Slight correction: they have billions to hand to private companies who then give a pittance to the poor and needy while naturally cutting a profit and exploiting every loophole and every opening to increase their profits and revenues, because something something corporate efficiency?

[–] remotelove@lemmy.ca 3 points 3 weeks ago* (last edited 3 weeks ago) (2 children)

Estimated Russian army spending is between $85-$105 billion USD. (This has likely skyrocketed since that that estimate was taken as Russia has transitioned to a wartime economy.)

Chinese? ~$212-$230 billion USD.

Spending on military is better put in context of GDP, and actual spending is going to be very different than published or even estimated numbers. (It's likely much more, is what I am implying.)

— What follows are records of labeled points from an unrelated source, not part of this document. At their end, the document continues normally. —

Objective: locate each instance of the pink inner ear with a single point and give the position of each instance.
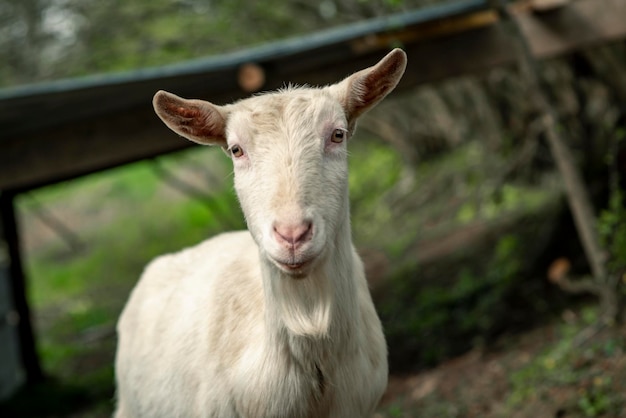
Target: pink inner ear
(193, 119)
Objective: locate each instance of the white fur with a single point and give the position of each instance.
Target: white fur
(249, 324)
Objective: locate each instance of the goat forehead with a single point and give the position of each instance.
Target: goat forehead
(286, 116)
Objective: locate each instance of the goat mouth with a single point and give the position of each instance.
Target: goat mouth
(295, 269)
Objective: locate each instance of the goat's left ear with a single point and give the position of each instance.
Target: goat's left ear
(363, 90)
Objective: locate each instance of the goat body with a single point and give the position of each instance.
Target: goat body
(276, 321)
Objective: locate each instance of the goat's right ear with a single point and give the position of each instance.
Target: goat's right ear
(196, 120)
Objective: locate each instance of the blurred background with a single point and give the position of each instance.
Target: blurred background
(490, 305)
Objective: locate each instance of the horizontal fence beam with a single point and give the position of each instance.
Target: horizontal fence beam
(101, 126)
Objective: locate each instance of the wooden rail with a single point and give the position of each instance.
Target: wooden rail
(65, 129)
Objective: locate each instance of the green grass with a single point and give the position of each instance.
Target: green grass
(125, 217)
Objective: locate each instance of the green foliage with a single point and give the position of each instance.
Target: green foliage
(565, 364)
(446, 320)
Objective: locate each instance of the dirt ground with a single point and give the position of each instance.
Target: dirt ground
(479, 383)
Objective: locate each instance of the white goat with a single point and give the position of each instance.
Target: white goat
(277, 321)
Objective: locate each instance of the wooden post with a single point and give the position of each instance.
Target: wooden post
(18, 316)
(577, 196)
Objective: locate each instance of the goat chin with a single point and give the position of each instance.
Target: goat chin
(222, 329)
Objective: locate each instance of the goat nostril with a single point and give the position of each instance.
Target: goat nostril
(294, 234)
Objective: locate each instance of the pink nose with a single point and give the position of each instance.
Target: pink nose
(293, 235)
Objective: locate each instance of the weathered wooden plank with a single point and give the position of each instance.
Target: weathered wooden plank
(98, 133)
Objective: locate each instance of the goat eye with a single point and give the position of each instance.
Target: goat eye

I actually agree that this money is better spent on social welfare. It's a stupid situation across the board and many countries are guilty of this disparity.

For better or for worse, much of that money goes back into the overall economy of the country supplying the aid. Not all, but most. (This can get complicated due to the lifespan of specific types of munitions.)

What I am saying is that there is a ton of blame to pass around and poking at one country or another is an agenda, not a solution.

[–] cerement@slrpnk.net 15 points 3 weeks ago (1 children)

2022 USA military spending: $812 billion

[–] davel@lemmy.ml 15 points 3 weeks ago* (last edited 3 weeks ago)

Not counting the black budget and clandestine income from drug trafficking and such.